We are all shipmates on the sea of life, all mortal, all sinners, all capable of forgiving our fellows and worthy of being forgiven by them. Melville’s rhetoric soars to the notion that “man, in the ideal, is so noble and so sparkling, such a grand and glowing creature, that over any ignominious blemish in him all his fellows should run to throw their costliest robes (ad loc.).” Rather than advertising the blemish or feeling superiority. We are all commanded to be malbish arumim (clothiers of the needy). The “august dignity” he speaks of is found in every person. “Thou shalt see it shining in the arm that wields a pick or drives a spike; that democratic dignity which, on all hands, radiates without end from God Himself! The great God absolute! The center and circumference of all democracy!
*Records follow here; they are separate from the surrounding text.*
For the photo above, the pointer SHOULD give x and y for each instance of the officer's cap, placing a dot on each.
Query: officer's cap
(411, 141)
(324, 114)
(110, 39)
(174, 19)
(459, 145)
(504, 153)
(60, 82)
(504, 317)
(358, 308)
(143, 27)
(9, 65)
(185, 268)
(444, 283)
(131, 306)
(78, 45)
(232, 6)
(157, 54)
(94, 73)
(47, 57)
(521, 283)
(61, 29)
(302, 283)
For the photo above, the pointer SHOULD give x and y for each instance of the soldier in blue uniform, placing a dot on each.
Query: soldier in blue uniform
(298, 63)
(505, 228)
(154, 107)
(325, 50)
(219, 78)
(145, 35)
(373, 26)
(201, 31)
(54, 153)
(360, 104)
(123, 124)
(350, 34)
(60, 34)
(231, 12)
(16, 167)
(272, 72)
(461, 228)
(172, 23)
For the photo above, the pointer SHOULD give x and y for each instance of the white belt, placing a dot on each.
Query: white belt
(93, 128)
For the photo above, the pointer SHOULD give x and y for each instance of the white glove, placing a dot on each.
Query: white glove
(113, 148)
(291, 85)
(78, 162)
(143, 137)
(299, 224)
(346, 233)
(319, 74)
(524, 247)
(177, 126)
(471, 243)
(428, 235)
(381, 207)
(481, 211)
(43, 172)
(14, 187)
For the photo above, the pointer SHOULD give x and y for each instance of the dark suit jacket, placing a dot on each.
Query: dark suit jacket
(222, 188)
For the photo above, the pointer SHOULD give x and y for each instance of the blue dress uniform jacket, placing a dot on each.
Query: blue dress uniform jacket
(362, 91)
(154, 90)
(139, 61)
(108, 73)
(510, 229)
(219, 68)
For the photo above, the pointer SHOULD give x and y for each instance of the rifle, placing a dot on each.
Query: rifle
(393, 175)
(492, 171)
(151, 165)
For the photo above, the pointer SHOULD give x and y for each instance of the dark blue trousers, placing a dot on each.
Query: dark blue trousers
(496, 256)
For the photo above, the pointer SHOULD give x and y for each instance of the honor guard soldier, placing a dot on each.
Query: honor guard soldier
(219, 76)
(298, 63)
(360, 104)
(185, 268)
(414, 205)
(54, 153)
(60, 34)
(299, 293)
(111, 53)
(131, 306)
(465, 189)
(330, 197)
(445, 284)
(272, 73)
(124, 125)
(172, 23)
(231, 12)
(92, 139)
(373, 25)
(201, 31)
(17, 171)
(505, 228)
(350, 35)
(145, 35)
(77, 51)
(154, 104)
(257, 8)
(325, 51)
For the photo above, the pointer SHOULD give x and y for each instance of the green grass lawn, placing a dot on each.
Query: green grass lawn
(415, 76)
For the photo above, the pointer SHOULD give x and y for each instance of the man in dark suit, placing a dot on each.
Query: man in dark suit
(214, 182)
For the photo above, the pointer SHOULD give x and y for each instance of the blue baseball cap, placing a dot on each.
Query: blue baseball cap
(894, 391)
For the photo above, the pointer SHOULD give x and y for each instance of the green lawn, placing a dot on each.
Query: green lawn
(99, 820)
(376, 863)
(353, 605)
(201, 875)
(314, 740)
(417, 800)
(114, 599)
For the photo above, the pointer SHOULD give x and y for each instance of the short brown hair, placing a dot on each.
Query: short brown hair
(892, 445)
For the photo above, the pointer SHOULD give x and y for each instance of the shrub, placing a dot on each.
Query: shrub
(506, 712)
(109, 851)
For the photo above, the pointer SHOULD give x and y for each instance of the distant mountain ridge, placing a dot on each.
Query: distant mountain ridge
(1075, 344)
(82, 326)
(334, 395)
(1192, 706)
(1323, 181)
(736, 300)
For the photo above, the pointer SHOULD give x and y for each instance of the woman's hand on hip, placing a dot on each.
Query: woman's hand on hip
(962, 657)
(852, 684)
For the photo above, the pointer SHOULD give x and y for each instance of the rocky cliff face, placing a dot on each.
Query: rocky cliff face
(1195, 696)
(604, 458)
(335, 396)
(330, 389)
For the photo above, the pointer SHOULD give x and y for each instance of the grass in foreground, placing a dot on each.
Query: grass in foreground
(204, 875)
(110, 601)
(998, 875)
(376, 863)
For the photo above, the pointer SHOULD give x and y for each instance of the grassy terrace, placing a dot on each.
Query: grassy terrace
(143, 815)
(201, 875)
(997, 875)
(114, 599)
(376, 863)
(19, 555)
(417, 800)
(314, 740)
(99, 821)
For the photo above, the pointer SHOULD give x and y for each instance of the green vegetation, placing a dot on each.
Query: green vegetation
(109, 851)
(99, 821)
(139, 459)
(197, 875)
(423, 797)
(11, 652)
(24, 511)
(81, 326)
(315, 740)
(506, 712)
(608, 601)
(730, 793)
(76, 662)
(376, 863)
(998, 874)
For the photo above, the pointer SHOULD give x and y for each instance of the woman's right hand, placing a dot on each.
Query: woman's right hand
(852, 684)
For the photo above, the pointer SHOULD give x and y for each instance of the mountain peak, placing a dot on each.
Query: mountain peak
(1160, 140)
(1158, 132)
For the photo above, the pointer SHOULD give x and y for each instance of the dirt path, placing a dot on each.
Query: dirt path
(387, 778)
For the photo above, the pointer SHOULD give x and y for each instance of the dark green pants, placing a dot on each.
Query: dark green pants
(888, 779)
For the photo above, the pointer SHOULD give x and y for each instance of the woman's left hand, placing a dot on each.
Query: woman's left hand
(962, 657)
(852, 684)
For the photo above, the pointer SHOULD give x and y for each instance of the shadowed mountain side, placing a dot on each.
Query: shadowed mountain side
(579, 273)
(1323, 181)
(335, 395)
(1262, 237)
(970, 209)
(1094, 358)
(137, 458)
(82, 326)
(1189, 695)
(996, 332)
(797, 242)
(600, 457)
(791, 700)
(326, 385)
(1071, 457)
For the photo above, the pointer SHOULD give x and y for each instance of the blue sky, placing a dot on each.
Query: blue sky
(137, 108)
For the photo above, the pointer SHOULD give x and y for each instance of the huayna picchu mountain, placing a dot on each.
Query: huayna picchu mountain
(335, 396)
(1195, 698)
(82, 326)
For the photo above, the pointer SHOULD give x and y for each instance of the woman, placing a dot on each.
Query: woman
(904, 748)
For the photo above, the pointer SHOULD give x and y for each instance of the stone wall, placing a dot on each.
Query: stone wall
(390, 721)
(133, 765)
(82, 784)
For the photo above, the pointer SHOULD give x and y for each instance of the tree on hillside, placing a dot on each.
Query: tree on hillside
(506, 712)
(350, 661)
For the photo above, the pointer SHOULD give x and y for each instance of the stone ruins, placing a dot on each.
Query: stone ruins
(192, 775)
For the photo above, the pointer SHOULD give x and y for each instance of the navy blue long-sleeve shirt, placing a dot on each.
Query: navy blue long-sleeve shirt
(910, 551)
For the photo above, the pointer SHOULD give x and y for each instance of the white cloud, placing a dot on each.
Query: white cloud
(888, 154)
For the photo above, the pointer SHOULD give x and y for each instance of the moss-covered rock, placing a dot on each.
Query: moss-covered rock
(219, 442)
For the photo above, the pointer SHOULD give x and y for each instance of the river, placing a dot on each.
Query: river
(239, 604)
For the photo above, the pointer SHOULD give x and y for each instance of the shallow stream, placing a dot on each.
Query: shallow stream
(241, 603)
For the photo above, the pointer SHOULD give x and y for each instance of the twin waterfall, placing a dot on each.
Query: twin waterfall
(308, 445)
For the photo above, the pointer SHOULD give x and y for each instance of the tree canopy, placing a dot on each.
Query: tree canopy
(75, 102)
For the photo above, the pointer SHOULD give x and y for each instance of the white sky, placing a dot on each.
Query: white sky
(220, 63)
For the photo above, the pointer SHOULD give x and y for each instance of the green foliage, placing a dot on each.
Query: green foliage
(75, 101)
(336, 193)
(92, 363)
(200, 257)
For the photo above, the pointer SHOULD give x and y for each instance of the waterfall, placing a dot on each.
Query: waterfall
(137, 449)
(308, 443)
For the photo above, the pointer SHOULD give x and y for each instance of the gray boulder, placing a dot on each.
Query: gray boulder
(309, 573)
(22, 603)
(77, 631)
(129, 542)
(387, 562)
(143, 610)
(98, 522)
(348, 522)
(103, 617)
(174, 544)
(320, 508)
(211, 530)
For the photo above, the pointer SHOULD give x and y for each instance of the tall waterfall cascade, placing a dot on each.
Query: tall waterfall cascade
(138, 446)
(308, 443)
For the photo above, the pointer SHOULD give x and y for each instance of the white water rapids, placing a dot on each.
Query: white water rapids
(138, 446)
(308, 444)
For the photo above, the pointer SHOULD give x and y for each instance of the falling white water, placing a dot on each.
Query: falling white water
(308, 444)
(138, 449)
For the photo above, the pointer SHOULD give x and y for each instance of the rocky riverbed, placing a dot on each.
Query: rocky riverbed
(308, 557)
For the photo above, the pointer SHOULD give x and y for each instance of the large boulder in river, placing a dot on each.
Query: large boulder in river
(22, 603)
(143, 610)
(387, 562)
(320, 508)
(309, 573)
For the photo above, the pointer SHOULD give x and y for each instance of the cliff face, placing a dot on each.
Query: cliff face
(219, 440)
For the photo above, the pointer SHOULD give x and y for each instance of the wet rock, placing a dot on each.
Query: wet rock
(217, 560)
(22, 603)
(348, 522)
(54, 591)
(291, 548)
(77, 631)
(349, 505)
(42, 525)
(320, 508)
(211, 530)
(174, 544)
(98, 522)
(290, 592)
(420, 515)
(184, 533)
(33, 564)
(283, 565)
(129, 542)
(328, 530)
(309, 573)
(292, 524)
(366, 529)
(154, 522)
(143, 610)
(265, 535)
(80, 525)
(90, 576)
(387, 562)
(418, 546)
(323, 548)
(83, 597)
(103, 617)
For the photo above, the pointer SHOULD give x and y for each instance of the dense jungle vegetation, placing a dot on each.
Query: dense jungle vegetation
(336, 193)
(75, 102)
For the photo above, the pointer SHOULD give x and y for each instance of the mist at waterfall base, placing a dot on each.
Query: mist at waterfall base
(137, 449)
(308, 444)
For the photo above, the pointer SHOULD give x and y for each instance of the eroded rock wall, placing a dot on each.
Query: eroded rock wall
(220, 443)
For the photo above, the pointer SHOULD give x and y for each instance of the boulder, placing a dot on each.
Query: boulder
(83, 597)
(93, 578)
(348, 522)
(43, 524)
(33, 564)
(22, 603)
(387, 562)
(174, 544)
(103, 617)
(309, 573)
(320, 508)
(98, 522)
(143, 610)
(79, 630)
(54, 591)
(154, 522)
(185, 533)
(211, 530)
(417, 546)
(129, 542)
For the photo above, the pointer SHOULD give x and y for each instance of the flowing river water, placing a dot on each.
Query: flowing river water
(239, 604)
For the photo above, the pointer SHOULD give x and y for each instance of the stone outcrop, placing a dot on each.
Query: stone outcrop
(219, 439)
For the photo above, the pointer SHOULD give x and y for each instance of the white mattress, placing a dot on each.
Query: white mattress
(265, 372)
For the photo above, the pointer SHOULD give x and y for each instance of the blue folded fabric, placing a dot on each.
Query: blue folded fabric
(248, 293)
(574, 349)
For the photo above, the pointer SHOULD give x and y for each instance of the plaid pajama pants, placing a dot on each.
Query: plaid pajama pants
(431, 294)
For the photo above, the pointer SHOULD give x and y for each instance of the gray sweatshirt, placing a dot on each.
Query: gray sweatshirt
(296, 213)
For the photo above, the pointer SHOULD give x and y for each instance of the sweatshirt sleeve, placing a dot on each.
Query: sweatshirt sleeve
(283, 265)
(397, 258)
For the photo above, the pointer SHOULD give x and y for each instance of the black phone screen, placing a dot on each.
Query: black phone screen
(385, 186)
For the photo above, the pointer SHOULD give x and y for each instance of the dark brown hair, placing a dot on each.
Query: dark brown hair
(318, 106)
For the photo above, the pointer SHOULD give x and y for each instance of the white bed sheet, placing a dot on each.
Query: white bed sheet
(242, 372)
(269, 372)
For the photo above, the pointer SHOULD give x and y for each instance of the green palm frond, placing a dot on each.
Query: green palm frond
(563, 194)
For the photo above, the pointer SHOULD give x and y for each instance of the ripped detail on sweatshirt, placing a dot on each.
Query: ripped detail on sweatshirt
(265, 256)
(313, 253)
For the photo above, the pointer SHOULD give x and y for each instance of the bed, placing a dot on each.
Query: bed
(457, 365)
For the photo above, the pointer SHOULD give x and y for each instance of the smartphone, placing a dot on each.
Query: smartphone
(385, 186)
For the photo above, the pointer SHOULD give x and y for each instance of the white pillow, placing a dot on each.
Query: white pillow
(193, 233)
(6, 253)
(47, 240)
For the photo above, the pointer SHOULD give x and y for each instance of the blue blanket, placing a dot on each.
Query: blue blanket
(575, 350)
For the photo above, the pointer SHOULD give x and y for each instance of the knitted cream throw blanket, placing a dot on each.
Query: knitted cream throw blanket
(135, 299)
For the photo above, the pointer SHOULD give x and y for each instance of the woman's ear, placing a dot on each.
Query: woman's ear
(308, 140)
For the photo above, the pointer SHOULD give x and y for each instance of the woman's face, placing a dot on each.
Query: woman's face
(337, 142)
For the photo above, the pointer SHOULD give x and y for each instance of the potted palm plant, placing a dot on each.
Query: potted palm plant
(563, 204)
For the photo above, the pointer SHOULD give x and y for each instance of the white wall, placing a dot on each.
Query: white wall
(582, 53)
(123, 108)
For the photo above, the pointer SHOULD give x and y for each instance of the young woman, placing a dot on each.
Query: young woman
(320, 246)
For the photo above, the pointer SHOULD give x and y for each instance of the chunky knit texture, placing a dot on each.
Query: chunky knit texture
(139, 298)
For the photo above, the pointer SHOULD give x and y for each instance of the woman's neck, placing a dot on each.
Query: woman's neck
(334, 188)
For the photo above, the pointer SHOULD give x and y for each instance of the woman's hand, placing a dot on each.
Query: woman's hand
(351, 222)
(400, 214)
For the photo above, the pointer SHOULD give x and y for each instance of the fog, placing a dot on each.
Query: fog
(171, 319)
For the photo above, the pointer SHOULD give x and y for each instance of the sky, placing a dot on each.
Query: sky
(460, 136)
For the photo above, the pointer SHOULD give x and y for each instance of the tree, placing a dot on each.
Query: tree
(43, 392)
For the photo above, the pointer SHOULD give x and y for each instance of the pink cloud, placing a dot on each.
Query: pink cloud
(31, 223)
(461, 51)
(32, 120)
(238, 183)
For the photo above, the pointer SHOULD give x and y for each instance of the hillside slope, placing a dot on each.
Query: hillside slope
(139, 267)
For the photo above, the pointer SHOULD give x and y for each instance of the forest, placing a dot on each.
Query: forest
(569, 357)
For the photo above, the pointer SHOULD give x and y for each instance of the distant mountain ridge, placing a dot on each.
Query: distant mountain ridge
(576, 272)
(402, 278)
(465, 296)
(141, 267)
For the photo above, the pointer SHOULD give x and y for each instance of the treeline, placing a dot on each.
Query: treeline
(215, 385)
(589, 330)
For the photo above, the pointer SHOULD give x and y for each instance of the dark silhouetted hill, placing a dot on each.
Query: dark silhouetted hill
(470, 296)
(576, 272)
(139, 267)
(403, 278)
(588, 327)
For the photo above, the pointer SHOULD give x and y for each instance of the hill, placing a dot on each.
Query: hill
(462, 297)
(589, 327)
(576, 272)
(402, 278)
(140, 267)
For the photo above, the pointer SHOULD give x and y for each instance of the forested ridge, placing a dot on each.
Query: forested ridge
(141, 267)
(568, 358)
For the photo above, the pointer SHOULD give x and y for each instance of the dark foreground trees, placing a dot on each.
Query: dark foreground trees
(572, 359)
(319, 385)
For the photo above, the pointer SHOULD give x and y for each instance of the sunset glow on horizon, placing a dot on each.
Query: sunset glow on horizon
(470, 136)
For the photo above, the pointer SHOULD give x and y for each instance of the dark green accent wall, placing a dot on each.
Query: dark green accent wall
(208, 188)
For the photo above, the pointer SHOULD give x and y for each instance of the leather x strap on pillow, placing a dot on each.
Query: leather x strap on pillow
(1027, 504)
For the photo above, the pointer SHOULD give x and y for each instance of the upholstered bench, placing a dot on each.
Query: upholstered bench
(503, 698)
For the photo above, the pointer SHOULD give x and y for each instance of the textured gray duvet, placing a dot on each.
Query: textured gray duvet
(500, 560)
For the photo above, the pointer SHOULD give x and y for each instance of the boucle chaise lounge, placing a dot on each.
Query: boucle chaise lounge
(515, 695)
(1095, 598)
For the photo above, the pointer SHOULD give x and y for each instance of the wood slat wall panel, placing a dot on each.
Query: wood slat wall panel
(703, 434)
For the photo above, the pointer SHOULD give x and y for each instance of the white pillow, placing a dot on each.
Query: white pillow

His omnipresence! Our divine equality!”

In the very next paragraph, Melville turns to God in prayer and asks God to prove him right in this belief in humanity. “Against all mortal critics hear me out in it, thou just Spirit of Equality, which hast spread one royal mantle of humanity over all my kind! Bear me out in it, thou great democratic God! (ad loc.)” We are going to turn to God in prayer, and to one another, a lot in the next 24 hours. I hope we do it with similar generosity of heart and openness of spirit.

To help us with that task, the Rabbis arranged that tomorrow morning we encounter again the stirring words of Isaiah that remind us—at the very center of the Yom Kippur service, in the midst of fasting and prayer—that both of these are means and not ends. “This is the fast I desire: to unlock fetters of wickedness . . . and let the oppressed go free.” This message has still broader significance, I would submit: religious and secularare not easily distinguishable for anyone who heeds Isaiah’s call. The work of teshuvah, tzedakah, and even of tefillah takes place for the most part outside the synagogue. God calls to us through prophets like Isaiah and Melville, and Yom Kippur calls to us from a place deep inside ourselves. What we ordinarily call faith or belief is not what is at stake. We are. The world awaits our response.

May each of us provide that response to the best of our ability. May all of us be sealed in the Book of Life.